Forever at his Fingertips

In a way, he thinks it was best that he was the first of the Lestranges to die.

Not in the way that his death was a sacrifice so Bella or Ro didn't have to die then, he knows he's not that selfless, Merlin help him if he was, because he'd be dead a thousand times over.

No, it's because he doesn't think he would have had the strength to watch either of them die. It's not that he has no friends, or he doesn't care about them, but purebloods are brought up placing the utmost value on family (not only for the sake of blood purity, but to love and to cherish, because purebloods are a dying breed, everyone knows, so value what you've got while you still have it, that's basically what it means, he thinks).

Rodolphus taught him that. Their father was dead before Rabastan turned two, and their mother shortly after his ninth birthday. He loves Rodolphus as a brother, and Bella as though she were a blood relative, and he thinks, no, he knows it would have driven him mad to see either of them fall.

His grip on sanity isn't that strong, he knows, but when the bloodline looks near extinct, does it really matter if one's descendants have homochromatic eyes or whether they're entirely stable? Family first, no matter what.

Besides, the eyes aren't that bad. Rabastan thinks they give him an aura of edginess, something a little mysterious and different. Rodolphus laughs whenever he says that, and tells him they just make him look like the result of a potions experiment gone wrong (all the while pointing out his own two matching green eyes, then ruffling Rabastan's hair to make sure he knows he's just teasing).

He's done that forever, since Rabastan first realised it wasn't quite normal to have two different coloured eyes, up until the day Rabastan snuffed it.

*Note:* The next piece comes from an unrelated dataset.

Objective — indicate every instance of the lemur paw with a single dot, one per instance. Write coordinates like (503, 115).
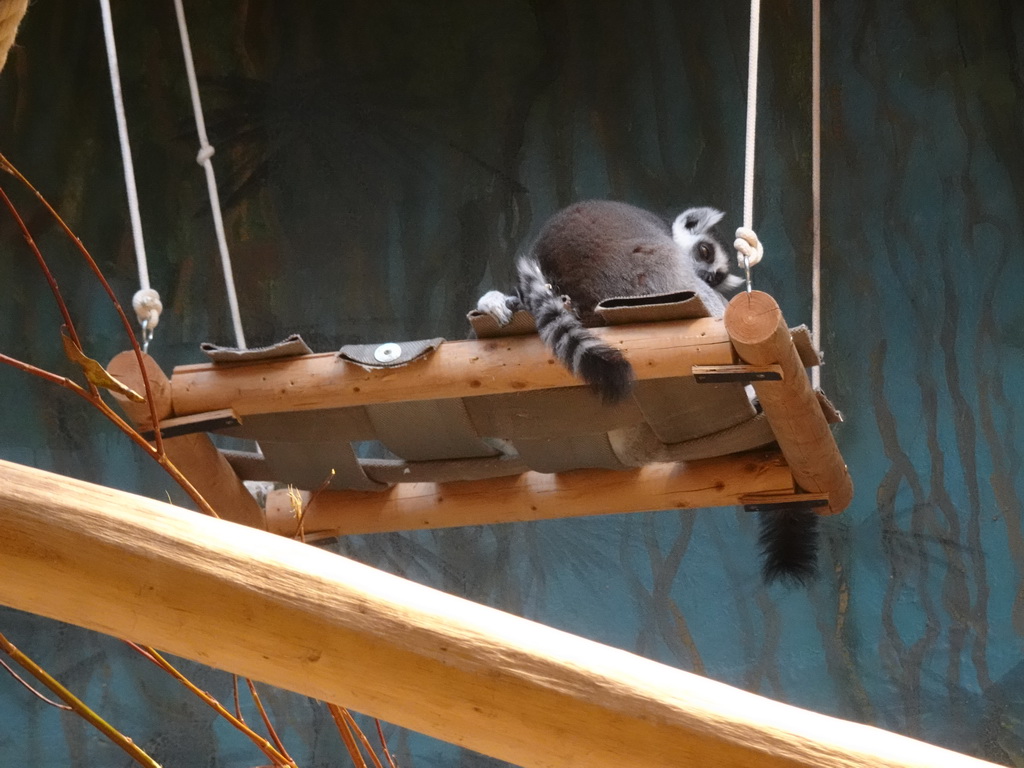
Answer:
(499, 306)
(749, 246)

Rabastan won't ever admit it, but he likes it when Rodolphus does that. (Did that, he corrects himself, he's dead now, and Rodolphus isn't, so they're going to have a hard time teasing each other.) It's been his constant (the thing he could always rely on to tell him whether or not he and everything around him were real) through all the years, and it was that which convinced him that everything was okay (even if it wasn't forever, even if it wasn't perfect, it was okay) after Azkaban.

And it was. Everything was okay. Maybe they weren't quite the same people as they had been before (they all looked older, certainly, and it wasn't just the subtly aged facial structure, but something else, something they all knew, something deeper than skin, muscles, and bones, possibly deeper than their very souls, or at least on the same level as their souls), but they could reform their lives, they had a home again, a master to serve, a cause to fight for. It was like being born again (only not, as babies never know what they have to do until much later, and they knew it straight away, and they were ready for it).

That was what Rabastan had thought while he lived, but now he knew it was really more like dying, dying and waking as almost the same person (the only difference being a profound change that couldn't really be described, something beyond words). He is different now, (he can tell, and so can his parents and his friends who left their mortal lives before him), changed in some way of which he isn't quite certain. Everyone else is a bit different too, in the same way as he is, so he knows he's not going (more) insane.

Evan advised him not to think about it too much when he woke after his death. It would drive him to obsession, Evan said, and obsession is another step on the road to insanity.

Rabastan doesn't want to go insane, not yet, he's waiting for Ro, and Bella, and Antonin, and Lucius, and Augustus, and Walden, and everyone else, and he can wait forever because he knows (now) that no one lives forever, while in death, he has forever at his fingertips.